WORDS LIM TECK CHOON

Omega-3 fatty acids are said to play a significant role in promoting better heart health.

Specifically, they may help:

  • Lower triglyceride levels
  • Reduce blood pressure
  • Prevent the formation of arterial plaques

All of the above are vital factors in reducing the risk of heart disease and stroke.

RESEARCHING THE EFFECTS OF FISH OIL ON HEART HEALTH

To evaluate the effects of fish oil consumption on heart health, a team of researchers from China analyzed data obtained from the UK Biobank study database.

The data covered a period from 1 January 2006 to 31 December 2010, with follow-up to 31 March 2021 and involved 415,737 participants between 40 and 69 years old.

What They Found

For people with cardiovascular diseases

  • Fish oil supplements have been shown to help reduce the risk of serious heart problems, including preventing atrial fibrillation from progressing to major heart issues, heart attacks, or heart failure that can lead to death.
The UK National Institute for Health and Care Excellence recommends that people with or at high risk of cardiovascular disease consume at least 1 portion of oily fish every week.

For healthy people with no cardiovascular diseases

  • Regular consumption of fish oil supplements (not fish oil) can increase the risk of atrial fibrillation.
  • Atrial fibrillation is a condition in which the person experiences irregular and often rapid heart rhythm.
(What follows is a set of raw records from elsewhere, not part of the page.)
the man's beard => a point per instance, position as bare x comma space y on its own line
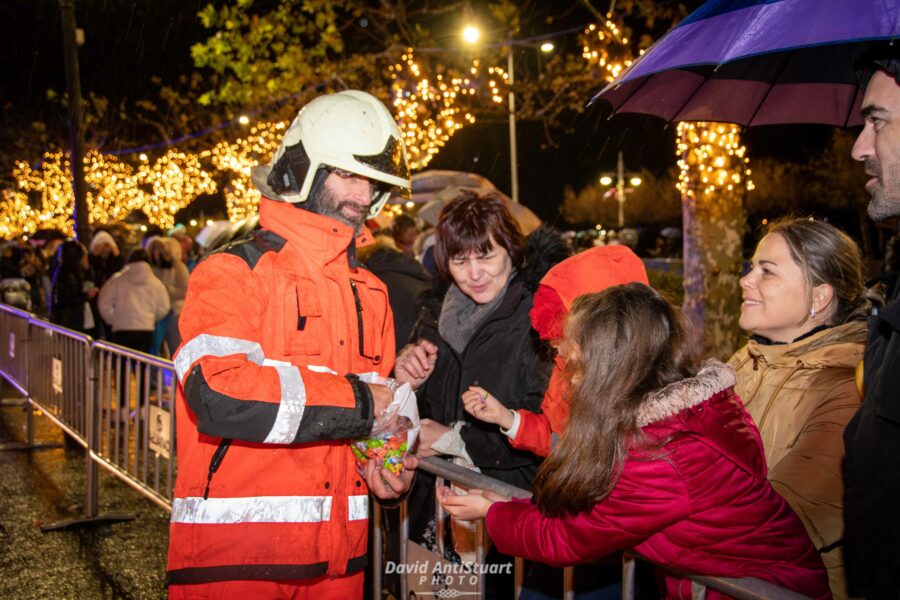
324, 202
885, 201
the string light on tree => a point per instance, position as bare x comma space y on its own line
710, 158
606, 47
428, 111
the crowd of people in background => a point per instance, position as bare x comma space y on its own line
111, 287
547, 362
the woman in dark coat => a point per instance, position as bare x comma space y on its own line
479, 333
72, 287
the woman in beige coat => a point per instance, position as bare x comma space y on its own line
805, 304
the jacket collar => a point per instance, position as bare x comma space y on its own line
835, 346
712, 378
321, 238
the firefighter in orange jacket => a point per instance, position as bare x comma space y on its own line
268, 502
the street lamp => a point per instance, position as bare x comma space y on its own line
620, 191
470, 36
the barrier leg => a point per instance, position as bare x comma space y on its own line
28, 405
92, 479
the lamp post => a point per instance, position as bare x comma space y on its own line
513, 158
620, 191
471, 35
76, 118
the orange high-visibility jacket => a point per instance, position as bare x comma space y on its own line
274, 329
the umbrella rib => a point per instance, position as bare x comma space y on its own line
691, 95
630, 96
772, 85
856, 91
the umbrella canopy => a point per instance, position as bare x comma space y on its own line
758, 62
427, 184
527, 220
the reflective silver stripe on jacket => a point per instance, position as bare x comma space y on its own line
359, 508
263, 509
293, 391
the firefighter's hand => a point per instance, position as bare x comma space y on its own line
382, 396
467, 507
415, 363
387, 486
429, 432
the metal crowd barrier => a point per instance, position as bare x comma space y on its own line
13, 345
132, 417
117, 403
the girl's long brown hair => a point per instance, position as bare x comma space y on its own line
628, 341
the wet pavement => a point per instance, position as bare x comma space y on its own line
39, 487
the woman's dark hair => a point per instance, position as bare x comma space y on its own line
70, 254
469, 223
138, 255
627, 342
827, 255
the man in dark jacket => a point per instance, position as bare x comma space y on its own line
872, 438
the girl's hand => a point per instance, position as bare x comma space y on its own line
387, 486
468, 507
429, 432
415, 363
484, 407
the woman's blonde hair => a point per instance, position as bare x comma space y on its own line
827, 255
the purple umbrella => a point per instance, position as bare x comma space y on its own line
758, 62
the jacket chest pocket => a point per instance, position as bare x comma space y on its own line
302, 317
371, 311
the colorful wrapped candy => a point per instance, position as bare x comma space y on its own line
388, 444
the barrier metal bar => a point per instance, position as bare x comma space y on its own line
78, 383
62, 378
740, 589
744, 588
14, 344
14, 341
58, 377
135, 397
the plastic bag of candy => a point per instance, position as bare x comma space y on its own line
394, 431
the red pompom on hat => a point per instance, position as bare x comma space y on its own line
588, 272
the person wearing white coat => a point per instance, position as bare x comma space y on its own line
132, 301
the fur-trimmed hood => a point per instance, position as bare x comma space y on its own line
706, 408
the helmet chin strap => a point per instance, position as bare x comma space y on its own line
316, 192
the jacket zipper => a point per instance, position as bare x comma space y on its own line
215, 463
359, 324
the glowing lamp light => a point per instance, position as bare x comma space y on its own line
471, 34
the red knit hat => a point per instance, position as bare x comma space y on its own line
588, 272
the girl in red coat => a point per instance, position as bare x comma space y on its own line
664, 461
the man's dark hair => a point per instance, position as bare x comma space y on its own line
882, 57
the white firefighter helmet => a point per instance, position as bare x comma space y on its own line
351, 131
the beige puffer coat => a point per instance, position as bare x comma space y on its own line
801, 396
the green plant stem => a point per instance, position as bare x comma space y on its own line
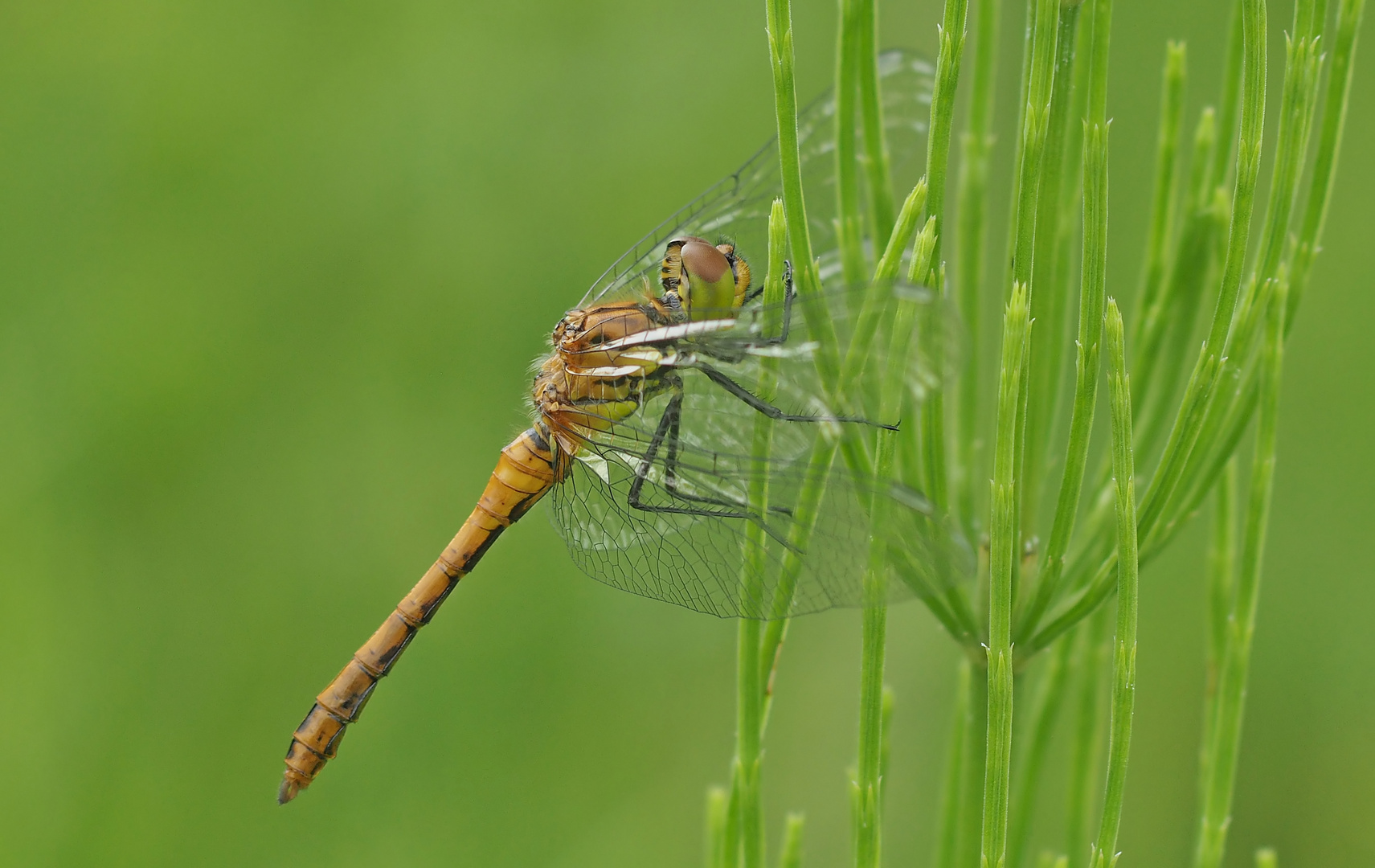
931, 431
1092, 292
718, 805
947, 841
1051, 292
971, 813
1003, 552
1193, 409
751, 694
779, 15
1089, 729
1230, 98
1231, 698
1238, 375
789, 854
1338, 90
849, 219
1046, 710
1222, 568
1169, 324
866, 792
951, 35
1198, 394
870, 106
1160, 227
1123, 645
1036, 116
1328, 145
971, 237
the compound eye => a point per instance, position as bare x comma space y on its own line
704, 262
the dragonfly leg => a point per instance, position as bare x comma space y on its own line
789, 292
771, 411
665, 438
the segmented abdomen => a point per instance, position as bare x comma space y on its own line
527, 468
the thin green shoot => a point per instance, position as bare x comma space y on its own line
1123, 644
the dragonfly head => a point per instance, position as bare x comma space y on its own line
702, 280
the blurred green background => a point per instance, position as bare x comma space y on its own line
271, 276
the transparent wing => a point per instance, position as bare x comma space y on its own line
682, 504
737, 207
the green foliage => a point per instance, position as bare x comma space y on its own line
1228, 381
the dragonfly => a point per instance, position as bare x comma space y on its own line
644, 416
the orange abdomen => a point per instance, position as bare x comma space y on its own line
527, 468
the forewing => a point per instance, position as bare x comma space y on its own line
737, 207
680, 518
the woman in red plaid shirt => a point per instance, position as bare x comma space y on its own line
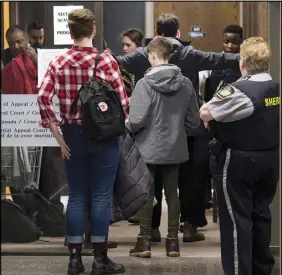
91, 167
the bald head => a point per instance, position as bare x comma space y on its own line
17, 40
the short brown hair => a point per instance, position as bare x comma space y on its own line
255, 53
167, 25
135, 35
81, 23
161, 46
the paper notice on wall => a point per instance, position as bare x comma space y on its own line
44, 57
61, 29
20, 120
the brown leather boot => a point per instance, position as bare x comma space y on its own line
172, 247
75, 264
142, 248
190, 234
102, 263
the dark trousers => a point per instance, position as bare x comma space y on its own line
245, 184
192, 183
169, 174
92, 170
157, 211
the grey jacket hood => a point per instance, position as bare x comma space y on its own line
177, 47
165, 78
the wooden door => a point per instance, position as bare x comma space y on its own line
211, 16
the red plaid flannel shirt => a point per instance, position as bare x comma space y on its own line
67, 73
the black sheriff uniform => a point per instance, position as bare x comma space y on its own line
194, 174
246, 171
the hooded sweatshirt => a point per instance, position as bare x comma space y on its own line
163, 111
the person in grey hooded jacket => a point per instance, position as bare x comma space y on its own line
163, 111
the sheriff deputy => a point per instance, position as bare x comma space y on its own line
245, 161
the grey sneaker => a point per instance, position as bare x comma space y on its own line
190, 234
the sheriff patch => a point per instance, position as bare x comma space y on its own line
224, 92
245, 77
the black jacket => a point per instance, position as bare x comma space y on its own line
133, 182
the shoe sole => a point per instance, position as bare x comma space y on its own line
191, 240
134, 222
156, 240
101, 272
173, 254
145, 254
76, 271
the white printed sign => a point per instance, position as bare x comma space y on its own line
44, 57
20, 120
61, 29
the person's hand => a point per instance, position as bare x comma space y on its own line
65, 150
32, 54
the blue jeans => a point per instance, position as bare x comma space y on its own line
92, 170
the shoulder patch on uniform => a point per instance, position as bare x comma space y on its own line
245, 77
224, 92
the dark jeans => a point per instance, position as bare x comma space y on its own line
245, 184
193, 176
49, 178
169, 174
157, 211
91, 170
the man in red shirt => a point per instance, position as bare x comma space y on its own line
90, 166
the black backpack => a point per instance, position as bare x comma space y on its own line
102, 115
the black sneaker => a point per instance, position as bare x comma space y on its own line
75, 264
103, 265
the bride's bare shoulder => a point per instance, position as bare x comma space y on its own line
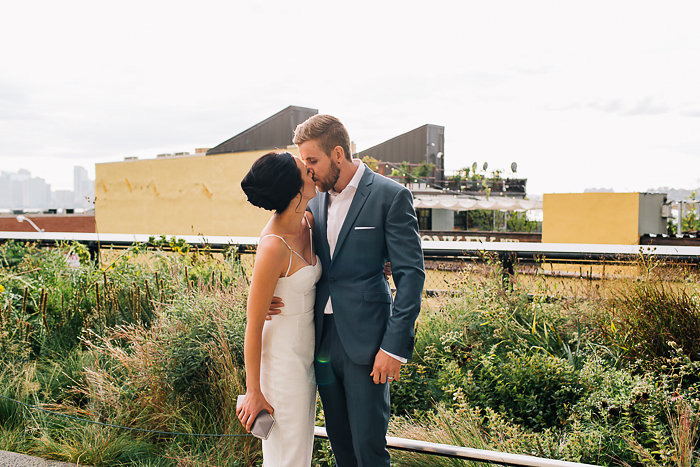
309, 218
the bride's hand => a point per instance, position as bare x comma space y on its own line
252, 404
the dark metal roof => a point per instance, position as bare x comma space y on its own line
273, 132
421, 145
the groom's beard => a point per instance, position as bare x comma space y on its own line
325, 184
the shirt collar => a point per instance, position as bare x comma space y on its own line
355, 180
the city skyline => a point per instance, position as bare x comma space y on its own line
592, 94
21, 191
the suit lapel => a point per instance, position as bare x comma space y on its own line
322, 225
361, 195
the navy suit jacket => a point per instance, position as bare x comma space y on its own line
381, 225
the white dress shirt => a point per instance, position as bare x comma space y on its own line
338, 207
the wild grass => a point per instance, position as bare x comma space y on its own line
152, 340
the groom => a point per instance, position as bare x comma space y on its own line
361, 220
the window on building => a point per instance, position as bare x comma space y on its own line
425, 219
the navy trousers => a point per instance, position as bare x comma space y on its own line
356, 410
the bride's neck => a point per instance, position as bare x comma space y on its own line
288, 220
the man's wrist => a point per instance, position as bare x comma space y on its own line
396, 357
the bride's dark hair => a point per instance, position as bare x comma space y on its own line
273, 181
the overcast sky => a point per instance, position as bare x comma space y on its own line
579, 94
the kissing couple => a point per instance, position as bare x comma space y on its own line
320, 310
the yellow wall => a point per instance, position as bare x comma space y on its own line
189, 195
611, 218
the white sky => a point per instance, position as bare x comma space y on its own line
580, 94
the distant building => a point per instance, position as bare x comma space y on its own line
423, 145
273, 132
19, 190
83, 188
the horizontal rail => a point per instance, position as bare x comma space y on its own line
457, 452
520, 250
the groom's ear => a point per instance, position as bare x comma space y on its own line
338, 154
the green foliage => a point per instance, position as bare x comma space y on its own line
153, 339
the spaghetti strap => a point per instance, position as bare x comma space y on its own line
286, 274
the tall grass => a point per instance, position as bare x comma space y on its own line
153, 340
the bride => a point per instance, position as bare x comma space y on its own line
279, 353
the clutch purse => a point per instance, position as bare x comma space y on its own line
263, 423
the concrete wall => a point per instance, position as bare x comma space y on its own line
607, 218
443, 219
650, 219
178, 196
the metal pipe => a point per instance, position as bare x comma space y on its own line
458, 452
522, 250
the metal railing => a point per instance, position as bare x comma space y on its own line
526, 251
458, 452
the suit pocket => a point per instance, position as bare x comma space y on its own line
376, 297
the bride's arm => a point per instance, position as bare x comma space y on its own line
269, 264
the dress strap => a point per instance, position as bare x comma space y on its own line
290, 249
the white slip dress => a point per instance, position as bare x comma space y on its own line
286, 372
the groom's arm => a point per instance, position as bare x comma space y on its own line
406, 257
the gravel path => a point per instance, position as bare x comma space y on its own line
12, 459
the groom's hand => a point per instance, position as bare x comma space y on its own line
275, 306
386, 368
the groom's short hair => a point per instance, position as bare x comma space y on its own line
329, 132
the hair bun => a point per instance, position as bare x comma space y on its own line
259, 197
272, 181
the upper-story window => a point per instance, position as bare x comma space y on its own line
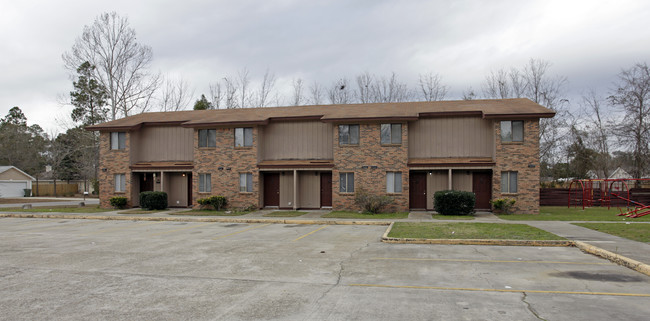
391, 134
118, 140
348, 134
243, 136
207, 138
512, 131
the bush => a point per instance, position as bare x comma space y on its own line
118, 202
372, 204
217, 202
449, 202
153, 200
503, 205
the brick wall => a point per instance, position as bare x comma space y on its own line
115, 162
522, 157
207, 160
370, 153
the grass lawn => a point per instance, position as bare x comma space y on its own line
64, 209
636, 232
346, 214
562, 213
203, 212
284, 214
492, 231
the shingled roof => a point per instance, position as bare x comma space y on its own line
492, 108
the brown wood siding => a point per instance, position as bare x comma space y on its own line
309, 187
297, 140
162, 144
451, 137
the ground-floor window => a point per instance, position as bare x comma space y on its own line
246, 182
205, 183
120, 182
394, 182
508, 182
346, 183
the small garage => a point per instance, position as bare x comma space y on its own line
13, 182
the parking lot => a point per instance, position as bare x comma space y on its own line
93, 269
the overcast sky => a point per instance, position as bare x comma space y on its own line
320, 41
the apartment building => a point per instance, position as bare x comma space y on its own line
310, 157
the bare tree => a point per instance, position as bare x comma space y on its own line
121, 63
432, 87
631, 97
It can lead to stroke, heart failure and other complications.
Conventional wisdom is that we should obtain our nutrients first and foremost from diet, and turn to supplementation when we have difficulties obtaining certain nutrients from our diet.

HOWEVER, DON’T BE SO FAST TO DITCH YOUR FISH OIL SUPPLEMENTS!

The investigators point out that they have conducted an observational study, which means that they observed and collected data on their subject matter, without conducting any experiments to investigate the matter further.

Because there was no experimental study done on this subject, the investigators do not have any insight on the actual mechanism of how fish oil could affect the function of the heart.

Hence, the investigators say that there is a need for more research to be done to verify their findings as well as to investigate in more detail the effects of fish oil on one’s heart health.

5 TIPS TO ENRICH YOUR DAILY DIET WITH OMEGA-3 FATTY ACIDS

  1. Aim to eat at least 1 to 2 servings of fatty fish, such as mackerel, sardines, and salmon, in your meals every week.
  2. Choose grilling or steaming your fish over deep frying, to preserve the healthy fats as much as possible.
  3. Not in the mood for fatty fish? Incorporate plant-based sources of omega-3 fatty acids such as chia seeds, flaxseeds, and walnuts into your diet. Add them to smoothies, salads, or yoghurt.
  4. When it comes to oils, pick those that are rich in omega-3 fatty acids such as flaxseed oil or canola oil, which are great for dressings or cooking at low temperatures.
  5. Look for fortified products such as bread, milk, or eggs that have added omega-3 fatty acids. These can help boost your omega-3 fatty acid intake without needing to significantly alter your diet.
This article is part of our series on healthy eating to improve our physical and mental health.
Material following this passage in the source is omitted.